Spurs yet again had knocking on“” three quarters of the ball and did nothing with it. As the front players didn’t link up at all, while the defence was all over the place. Ben Davies captain, is he about to see off yet another manager.

Half-time and everyone is calling for Werner to be removed. He’s been beyond awful. We’ve gone from Kane and Son up front to Solanke and Werner. Moore for Werner seemed the obvious choice. But no Ange goes with Spence for Udogie.

The second half didn’t start any better than the first had panned out. Yet again, a side Spurs were playing looked coached while Spurs looked like they’d never been told anything about how to play.

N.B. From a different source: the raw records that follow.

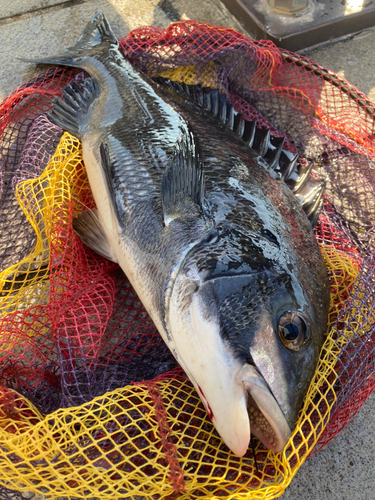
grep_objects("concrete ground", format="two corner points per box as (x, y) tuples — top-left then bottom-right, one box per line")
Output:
(0, 1), (374, 499)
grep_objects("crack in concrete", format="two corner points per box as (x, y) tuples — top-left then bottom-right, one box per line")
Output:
(0, 0), (87, 26)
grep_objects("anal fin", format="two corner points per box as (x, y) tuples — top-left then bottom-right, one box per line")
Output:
(73, 209), (117, 262)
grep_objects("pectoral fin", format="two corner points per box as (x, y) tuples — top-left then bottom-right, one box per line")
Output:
(161, 126), (205, 226)
(99, 142), (122, 225)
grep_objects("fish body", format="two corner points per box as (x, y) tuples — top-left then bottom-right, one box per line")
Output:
(26, 13), (330, 456)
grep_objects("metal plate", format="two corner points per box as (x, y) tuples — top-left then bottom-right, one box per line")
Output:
(221, 0), (375, 51)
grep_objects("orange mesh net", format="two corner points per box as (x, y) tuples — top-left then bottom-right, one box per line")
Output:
(0, 21), (374, 500)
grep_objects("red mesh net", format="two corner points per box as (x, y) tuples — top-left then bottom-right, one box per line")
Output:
(0, 20), (374, 500)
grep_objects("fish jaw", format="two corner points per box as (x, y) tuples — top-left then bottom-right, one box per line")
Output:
(166, 275), (251, 457)
(236, 364), (291, 452)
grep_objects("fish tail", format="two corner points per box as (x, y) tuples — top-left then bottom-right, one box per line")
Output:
(19, 12), (118, 67)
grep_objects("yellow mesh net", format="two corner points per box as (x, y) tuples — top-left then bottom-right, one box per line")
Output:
(0, 129), (360, 499)
(157, 62), (219, 89)
(1, 135), (88, 314)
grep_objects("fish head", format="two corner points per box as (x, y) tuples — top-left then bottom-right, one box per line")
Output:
(166, 226), (329, 456)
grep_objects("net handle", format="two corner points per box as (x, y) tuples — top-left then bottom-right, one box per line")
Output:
(281, 51), (375, 122)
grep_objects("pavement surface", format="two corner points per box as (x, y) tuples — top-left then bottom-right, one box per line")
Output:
(0, 1), (374, 499)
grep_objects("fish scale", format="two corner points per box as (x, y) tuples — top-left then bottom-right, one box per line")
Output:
(25, 12), (330, 457)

Just after the hour Solanke was pulled, another game, another failure. £65m. 62 minutes no shots. I don’t know what his pressing stats were though. Bergvall made was as well, with Son and Maddison coming on.

It was a minute later when Coventry, deservedly, took the lead. It could have come earlier, when Fraser Forster was doing things he shouldn’t do. A lump up the park saw the big lump charge out of his area to take out Dragusin, who’d brushed off the Coventry attacker. Christ alone knows what the keeper was up to. Luckily Davies blocked the shot with a sliding challenge in front of the open goal.

The Welshman had provided Spurs’ first attempt on target, from a corner on the hour. The opener came from a nice move by Coventry, with a cross from their left, into the forward, who was pretty free to knock it in. Far far too easy. But Ange is about attacking not defending. This was Coventry’s fifth attempt on goal, to Spurs one.

Werner went down injured, one piece of silver lining, but again Ange chose a favourite over giving a kid a chance. Kulusevski was on. Nothing much changed. With Coventry having good chances to kill the game off.

They didn’t, and in a Spursy way, they paid the price. Two minutes before the 90 was up, someone actually played the ball through the defence of Coventry and into the box. Kulusevski’s ball to Spence for the fullbacks first goal for the club. Ah Kulusevski the “game changer” so we were told by the fanbois. According to one stats people it was the one pass the Swede made that found a Spurs player in the quarter of an hour he was on the pitch. Another stats lot said he made a whole 2 accurate passes. Yeah, talk him up lads.

Three minutes later, into added time and Coventry’s fate was sealed. Bentancur won the ball in his own half, Johnson was wide open and screaming for it, the Uruguayan played the right ball, Johnson’s chip wasn’t the greatest but it was good enough to beat the keeper and score the winner.

It was a scoreline, a result, that will no doubt paper over a lot of cracks. A result that gives Ange a bit of breathing space but only for a few days, we’ll see how it goes against Brentford at the weekend. It’s funny, that Spurs tend to play their future manager not long before their current manager is binned off. Could Thomas Frank be that man?